Record Number of US Citizens, Residents Cut Ties with US in 2015 - thekonqueror
http://www.wsj.com/articles/record-number-of-u-s-citizens-green-card-holders-cut-ties-with-u-s-in-2015-1454698808?mod=e2fb
======
dalke
Summary for those who don't want to work around the login wall (plus extra
comments based on my own understanding):

Every quarter the Treasury Department publishes a list of people who renounce
US citizenship or long-term residency. Last year there were 4,279 such people.
In 2014 it was about 3,300, in 2013 about 3,000, in 2010 and 2011 around
1,500, and every other year was less than 1,000.

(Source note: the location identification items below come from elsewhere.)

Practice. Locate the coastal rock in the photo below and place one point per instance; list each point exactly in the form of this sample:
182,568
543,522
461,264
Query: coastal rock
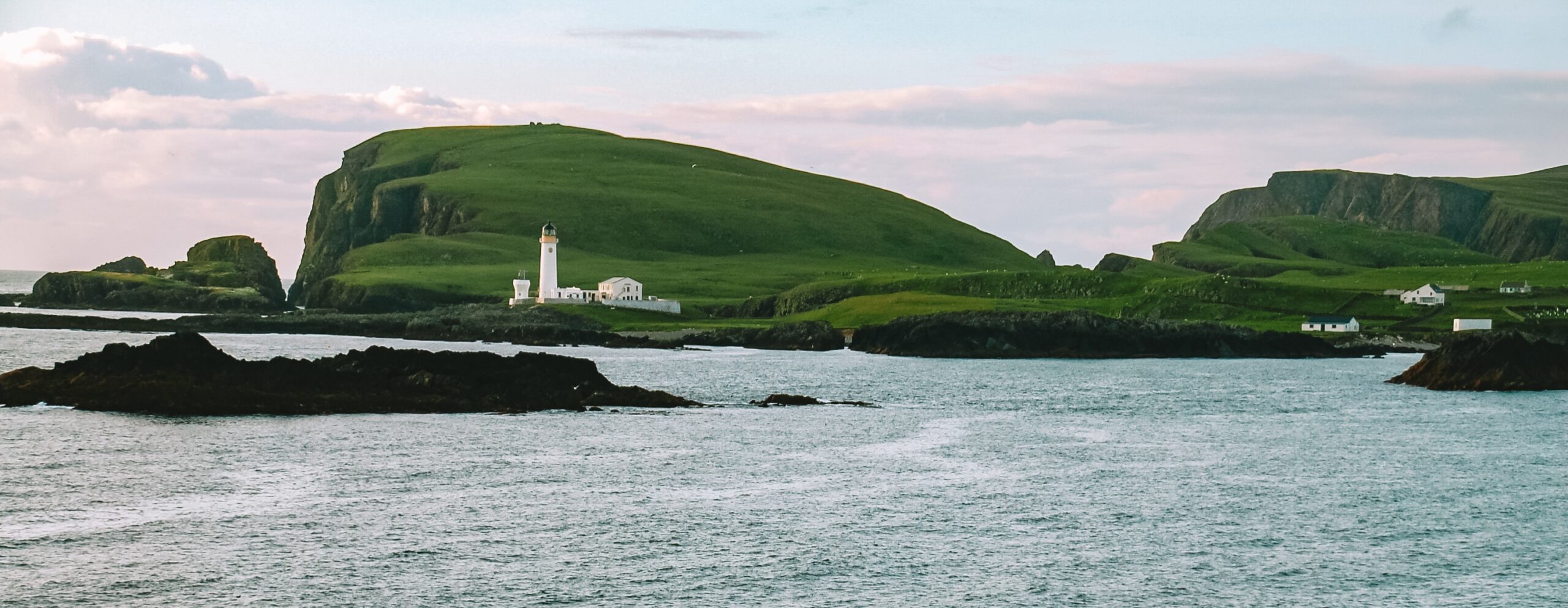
231,262
129,264
1078,334
138,292
1115,264
1491,361
186,375
788,400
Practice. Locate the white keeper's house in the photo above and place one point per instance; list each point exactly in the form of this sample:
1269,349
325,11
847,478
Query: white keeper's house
1330,323
617,292
1515,287
1424,295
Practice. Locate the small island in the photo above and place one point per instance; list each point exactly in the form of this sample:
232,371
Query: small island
1079,334
186,375
219,275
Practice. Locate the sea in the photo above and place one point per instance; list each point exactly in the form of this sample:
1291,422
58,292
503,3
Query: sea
970,483
20,281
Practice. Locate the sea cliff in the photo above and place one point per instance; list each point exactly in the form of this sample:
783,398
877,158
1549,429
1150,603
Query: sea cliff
1079,334
1491,361
1462,210
186,375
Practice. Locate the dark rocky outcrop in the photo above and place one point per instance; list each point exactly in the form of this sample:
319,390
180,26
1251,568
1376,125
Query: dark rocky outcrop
220,275
1078,336
788,400
184,375
138,292
802,400
1434,206
460,323
356,206
129,265
802,336
1491,361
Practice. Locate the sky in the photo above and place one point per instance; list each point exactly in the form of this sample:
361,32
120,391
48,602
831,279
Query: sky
1079,127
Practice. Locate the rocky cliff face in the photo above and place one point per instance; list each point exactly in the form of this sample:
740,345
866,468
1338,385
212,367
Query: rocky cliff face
356,206
1078,334
140,292
184,375
220,275
1399,203
1491,361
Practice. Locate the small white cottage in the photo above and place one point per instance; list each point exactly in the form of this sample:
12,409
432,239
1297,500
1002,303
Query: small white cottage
1515,287
1424,295
1330,323
1463,325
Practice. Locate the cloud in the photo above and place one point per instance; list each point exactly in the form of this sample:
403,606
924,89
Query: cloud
671,35
1455,23
110,148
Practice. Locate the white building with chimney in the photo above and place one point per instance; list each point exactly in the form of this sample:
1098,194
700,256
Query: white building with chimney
617,292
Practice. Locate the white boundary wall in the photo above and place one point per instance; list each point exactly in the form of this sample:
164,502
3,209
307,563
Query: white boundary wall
645,305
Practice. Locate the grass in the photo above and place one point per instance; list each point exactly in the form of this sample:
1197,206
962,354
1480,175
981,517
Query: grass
692,223
1540,192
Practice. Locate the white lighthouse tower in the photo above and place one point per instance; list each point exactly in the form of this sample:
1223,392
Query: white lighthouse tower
548,243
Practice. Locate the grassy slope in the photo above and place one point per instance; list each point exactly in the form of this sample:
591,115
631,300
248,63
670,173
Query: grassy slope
1540,192
1308,243
692,223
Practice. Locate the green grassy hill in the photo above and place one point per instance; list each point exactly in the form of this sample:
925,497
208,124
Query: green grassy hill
452,213
1540,192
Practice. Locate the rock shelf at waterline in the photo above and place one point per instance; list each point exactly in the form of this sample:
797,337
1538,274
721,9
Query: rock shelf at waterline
186,375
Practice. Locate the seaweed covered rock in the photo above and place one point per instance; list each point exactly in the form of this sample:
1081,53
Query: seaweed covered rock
800,336
186,375
1078,334
129,265
140,292
231,262
1491,361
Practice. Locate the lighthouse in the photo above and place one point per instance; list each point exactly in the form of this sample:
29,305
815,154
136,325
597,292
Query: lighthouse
519,289
548,245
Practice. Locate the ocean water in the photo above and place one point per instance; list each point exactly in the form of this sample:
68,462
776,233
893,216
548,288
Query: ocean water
20,281
978,483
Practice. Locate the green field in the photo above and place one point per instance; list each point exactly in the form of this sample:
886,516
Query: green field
690,223
1308,243
452,213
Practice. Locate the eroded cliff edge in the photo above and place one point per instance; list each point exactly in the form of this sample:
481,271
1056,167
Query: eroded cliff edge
1468,215
363,204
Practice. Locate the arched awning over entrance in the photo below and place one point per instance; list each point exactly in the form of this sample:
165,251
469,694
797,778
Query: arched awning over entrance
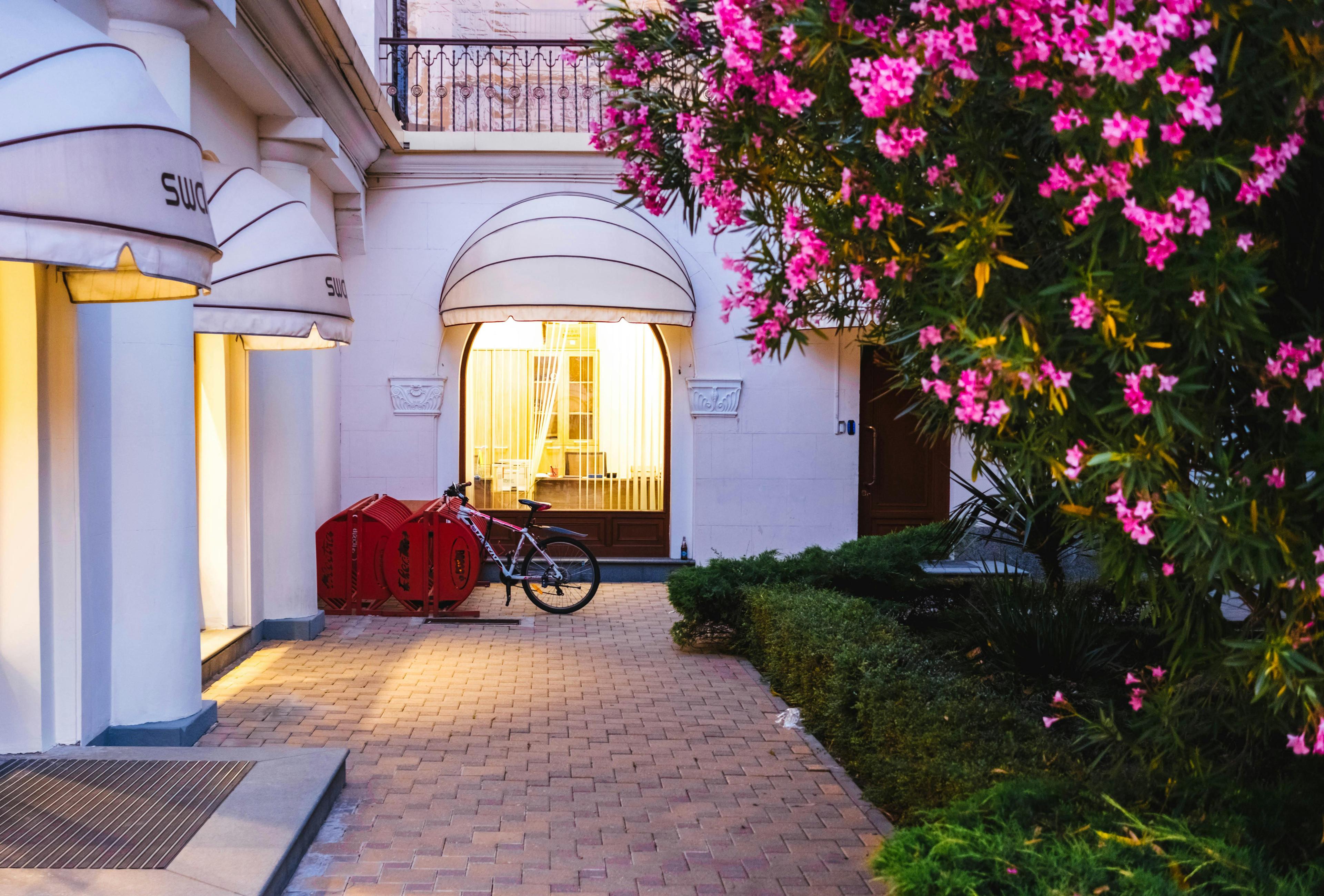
280,284
567,257
100,177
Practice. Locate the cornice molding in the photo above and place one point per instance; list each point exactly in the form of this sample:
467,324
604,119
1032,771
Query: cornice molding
451,169
305,39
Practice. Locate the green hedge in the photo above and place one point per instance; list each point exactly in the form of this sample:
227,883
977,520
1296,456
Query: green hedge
1039,838
913,728
878,567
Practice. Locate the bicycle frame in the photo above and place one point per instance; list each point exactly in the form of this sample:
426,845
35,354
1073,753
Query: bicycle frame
467,515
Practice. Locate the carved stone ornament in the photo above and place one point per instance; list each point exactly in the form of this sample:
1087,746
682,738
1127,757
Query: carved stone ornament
418,395
714,397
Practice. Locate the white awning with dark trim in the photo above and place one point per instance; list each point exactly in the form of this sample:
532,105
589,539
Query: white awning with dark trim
99,177
567,257
280,284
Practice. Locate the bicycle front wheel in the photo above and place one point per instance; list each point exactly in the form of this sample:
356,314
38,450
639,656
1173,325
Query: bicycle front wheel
564,575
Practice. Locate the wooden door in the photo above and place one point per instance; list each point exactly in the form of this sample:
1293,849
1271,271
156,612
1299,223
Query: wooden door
903,478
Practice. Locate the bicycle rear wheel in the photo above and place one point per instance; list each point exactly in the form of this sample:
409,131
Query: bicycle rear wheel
566,580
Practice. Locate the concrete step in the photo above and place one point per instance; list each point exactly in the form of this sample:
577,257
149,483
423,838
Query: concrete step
618,570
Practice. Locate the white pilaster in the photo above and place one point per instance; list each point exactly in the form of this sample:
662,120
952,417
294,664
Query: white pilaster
20,564
284,517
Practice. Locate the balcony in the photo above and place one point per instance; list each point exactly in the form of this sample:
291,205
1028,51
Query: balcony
514,87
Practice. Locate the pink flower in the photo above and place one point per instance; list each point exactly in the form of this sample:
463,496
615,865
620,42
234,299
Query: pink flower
1204,60
996,412
1119,129
930,337
1066,120
1172,133
1082,310
1076,461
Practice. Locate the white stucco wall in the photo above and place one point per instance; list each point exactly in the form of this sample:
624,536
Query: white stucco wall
222,121
776,477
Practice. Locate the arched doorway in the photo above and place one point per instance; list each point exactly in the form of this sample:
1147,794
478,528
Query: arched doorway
566,390
575,415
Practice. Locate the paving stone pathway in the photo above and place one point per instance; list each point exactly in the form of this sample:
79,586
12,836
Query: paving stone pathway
569,755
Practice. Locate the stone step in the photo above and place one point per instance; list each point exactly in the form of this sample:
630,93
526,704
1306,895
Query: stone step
618,570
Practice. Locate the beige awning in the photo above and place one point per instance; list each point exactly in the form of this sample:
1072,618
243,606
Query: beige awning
280,284
567,257
99,177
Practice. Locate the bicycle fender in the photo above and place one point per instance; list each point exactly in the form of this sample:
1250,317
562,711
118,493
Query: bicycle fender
558,530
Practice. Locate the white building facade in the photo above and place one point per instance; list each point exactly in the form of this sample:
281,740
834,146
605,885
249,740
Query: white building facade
389,290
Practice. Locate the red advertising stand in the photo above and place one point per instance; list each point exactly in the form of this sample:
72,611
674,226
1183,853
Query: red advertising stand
349,556
431,563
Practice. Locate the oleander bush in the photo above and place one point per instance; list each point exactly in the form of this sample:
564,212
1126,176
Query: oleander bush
910,724
1089,235
880,567
1046,838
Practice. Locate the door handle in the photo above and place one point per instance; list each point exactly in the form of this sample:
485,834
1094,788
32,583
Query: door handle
873,457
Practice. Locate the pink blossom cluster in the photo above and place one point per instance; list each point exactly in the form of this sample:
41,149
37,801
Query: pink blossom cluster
1084,310
897,142
1067,120
1076,460
1134,392
876,208
884,84
1119,129
1270,166
1138,691
1290,361
1133,518
1190,213
972,392
811,253
868,286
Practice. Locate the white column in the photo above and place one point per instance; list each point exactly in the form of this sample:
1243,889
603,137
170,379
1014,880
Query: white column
140,502
214,548
137,446
20,563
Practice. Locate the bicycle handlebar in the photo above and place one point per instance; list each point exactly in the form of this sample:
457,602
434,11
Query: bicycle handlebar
457,490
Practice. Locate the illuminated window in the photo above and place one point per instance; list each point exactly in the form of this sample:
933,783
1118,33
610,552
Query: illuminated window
570,413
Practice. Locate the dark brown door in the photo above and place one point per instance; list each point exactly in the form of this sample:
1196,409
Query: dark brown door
903,478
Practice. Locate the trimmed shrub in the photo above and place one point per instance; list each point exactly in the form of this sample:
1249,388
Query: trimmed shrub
1037,837
911,727
878,567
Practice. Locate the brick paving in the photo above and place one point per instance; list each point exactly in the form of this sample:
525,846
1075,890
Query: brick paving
569,755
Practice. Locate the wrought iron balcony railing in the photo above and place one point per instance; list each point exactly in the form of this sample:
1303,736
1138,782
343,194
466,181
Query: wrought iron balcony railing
515,85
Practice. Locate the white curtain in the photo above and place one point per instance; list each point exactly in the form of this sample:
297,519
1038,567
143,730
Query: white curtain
547,390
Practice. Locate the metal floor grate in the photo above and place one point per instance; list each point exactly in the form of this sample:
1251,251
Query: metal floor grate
107,813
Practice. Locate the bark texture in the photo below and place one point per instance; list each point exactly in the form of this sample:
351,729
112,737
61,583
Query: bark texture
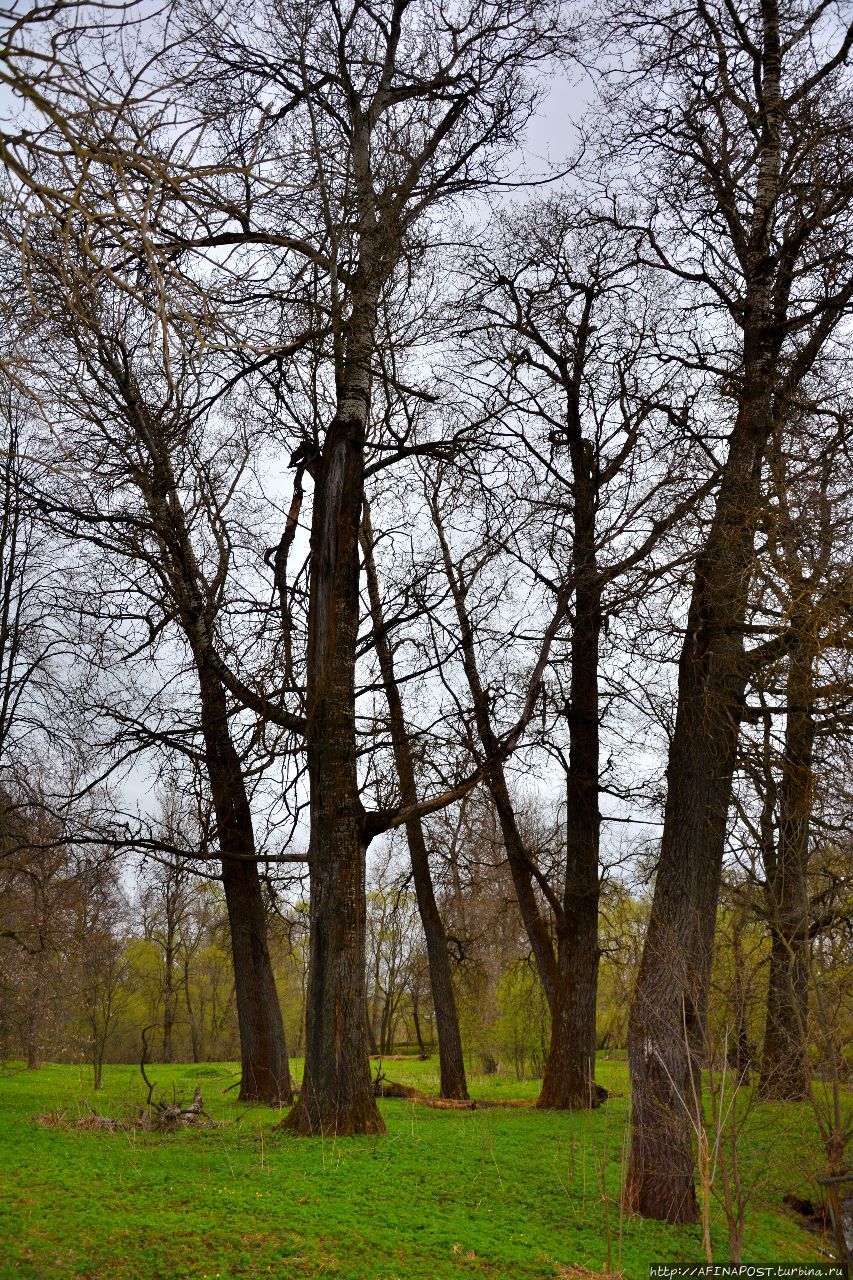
666,1028
784,1064
337,1093
450,1041
570,1069
263,1050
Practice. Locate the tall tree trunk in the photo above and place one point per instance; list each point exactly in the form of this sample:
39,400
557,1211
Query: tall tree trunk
570,1069
191,1014
450,1041
667,1016
263,1050
666,1025
516,854
419,1037
784,1065
33,1029
337,1091
168,1001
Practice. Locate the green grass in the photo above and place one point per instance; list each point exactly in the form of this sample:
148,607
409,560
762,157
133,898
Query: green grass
507,1194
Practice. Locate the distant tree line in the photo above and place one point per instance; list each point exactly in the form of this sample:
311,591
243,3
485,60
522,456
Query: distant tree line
425,568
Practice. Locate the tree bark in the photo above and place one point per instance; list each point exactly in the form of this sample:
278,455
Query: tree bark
263,1048
337,1091
784,1064
569,1080
666,1027
450,1041
516,854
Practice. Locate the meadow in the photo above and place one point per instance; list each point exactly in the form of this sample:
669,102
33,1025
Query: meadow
511,1194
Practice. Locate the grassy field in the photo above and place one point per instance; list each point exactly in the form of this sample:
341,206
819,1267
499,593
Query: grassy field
507,1194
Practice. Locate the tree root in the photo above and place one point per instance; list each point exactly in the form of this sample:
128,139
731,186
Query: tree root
153,1118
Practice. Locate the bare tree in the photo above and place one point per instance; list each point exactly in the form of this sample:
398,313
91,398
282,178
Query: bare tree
751,211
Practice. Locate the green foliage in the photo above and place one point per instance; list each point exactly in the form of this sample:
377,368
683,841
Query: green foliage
521,1029
511,1194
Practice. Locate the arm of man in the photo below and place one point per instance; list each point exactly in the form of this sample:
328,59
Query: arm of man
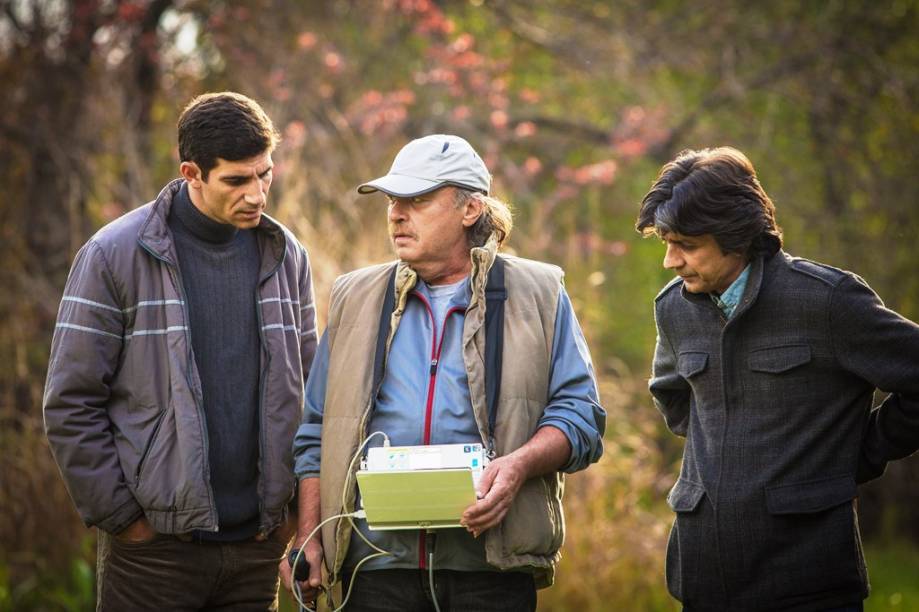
569,435
881,347
670,391
85,351
306,448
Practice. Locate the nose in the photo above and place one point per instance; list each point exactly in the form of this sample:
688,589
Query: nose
673,259
257,192
396,211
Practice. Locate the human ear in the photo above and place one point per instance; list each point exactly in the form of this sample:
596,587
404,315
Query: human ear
473,209
191,173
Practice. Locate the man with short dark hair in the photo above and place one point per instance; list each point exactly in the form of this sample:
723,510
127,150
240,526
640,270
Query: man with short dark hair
767,364
452,344
175,385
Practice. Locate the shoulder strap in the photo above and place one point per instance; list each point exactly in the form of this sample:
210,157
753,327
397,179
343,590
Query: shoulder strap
495,296
389,304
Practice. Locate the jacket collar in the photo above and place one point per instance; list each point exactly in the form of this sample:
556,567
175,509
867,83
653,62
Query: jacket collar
482,259
754,285
155,237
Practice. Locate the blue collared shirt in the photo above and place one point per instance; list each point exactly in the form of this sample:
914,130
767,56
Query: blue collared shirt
573,407
729,300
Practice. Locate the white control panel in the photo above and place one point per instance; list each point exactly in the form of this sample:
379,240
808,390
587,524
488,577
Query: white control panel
431,457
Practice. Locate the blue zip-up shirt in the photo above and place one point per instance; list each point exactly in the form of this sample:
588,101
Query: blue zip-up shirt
415,407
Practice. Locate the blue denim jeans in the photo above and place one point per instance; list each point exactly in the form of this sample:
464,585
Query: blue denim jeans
408,590
167,573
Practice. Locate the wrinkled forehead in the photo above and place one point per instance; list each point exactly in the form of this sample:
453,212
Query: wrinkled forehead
257,164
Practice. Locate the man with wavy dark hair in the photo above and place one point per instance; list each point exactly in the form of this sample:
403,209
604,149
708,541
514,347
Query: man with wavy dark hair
767,364
184,336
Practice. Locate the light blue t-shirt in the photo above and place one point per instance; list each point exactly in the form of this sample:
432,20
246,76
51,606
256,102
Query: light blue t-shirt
440,299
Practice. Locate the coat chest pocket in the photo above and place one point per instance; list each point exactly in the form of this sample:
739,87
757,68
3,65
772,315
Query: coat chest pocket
780,378
692,363
779,359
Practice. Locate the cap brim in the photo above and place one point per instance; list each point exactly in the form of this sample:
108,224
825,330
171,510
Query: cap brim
401,186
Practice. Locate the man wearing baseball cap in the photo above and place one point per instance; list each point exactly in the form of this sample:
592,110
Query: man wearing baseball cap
452,343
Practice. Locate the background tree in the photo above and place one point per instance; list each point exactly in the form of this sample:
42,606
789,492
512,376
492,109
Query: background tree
575,105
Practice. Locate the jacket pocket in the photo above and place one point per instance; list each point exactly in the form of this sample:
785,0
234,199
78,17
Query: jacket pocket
778,359
150,442
685,496
692,363
810,497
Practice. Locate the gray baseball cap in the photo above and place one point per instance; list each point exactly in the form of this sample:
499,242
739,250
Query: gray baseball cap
429,163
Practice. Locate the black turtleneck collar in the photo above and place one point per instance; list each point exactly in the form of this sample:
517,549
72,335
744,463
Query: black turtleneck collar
197,223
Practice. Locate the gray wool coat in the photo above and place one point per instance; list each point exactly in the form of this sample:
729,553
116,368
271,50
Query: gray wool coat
776,408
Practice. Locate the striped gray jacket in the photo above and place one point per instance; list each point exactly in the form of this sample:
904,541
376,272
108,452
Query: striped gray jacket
123,407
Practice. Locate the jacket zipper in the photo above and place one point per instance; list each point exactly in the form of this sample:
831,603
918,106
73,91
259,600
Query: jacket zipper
190,358
264,527
436,348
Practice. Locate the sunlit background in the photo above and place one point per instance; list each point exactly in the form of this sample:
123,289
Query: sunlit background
575,105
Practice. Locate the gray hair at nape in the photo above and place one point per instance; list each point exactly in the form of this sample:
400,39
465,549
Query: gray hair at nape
496,217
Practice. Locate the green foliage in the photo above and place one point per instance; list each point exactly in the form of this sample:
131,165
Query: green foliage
892,569
47,588
575,105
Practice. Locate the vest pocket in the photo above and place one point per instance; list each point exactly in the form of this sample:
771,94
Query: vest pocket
534,523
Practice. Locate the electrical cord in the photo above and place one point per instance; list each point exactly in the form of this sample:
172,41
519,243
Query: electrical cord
350,516
431,580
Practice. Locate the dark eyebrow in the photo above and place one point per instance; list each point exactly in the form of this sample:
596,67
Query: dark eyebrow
241,178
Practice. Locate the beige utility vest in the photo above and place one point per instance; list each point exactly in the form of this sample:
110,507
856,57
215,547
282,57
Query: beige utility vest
533,529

We don't know why this is the case. It's conjectured (and I think highly
likely) that many do this to disentangle themselves from US tax law and
requirements. Unlike nearly every other country, non-resident US citizens are
taxed on income they earn abroad. While there are some partial offsets for
double taxation, "complying with the law is onerous". Another law, FACTA,
"requires financial institution to report income information for their
customers who are U.S. taxpayer to the IRS, or else face severe penalties."
Some banks would rather not have U.S. account holders than have to report to
the IRS.

The U.S. put these in place to identify tax cheaters, and the program has
collected some $13 billion. But it's also "complicated the financial lives of
an estimated 7 million or more Americans living abroad."

Now my commentary. I'm one of them. I live in Sweden. I have an accountant in
the US to handle my taxes and keep track of the laws for me. Among other
things, I've had to request special paperwork from the Swedish government to
show I am covered by the Totalization Agreement between the US and Sweden
regarding double taxation of income with respect to social security taxes.
Every year I have to report the highest amount in my bank accounts, in USD,
and translate my Swedish tax forms so my accountant can understand it. So, not
much work for me, other than the hundreds of dollars in accountant fees.

And a couple of years ago it felt like my bank would have gotten rid of me as
a customer if I had any ties (like part-time residency or employment) in the
US. I also wonder how getting a home loan, or capital gains from selling a
home, would affect things. That's encouraged me to rent.

So I can empathize with those who decide that being a US citizen just isn't
worth the hassle.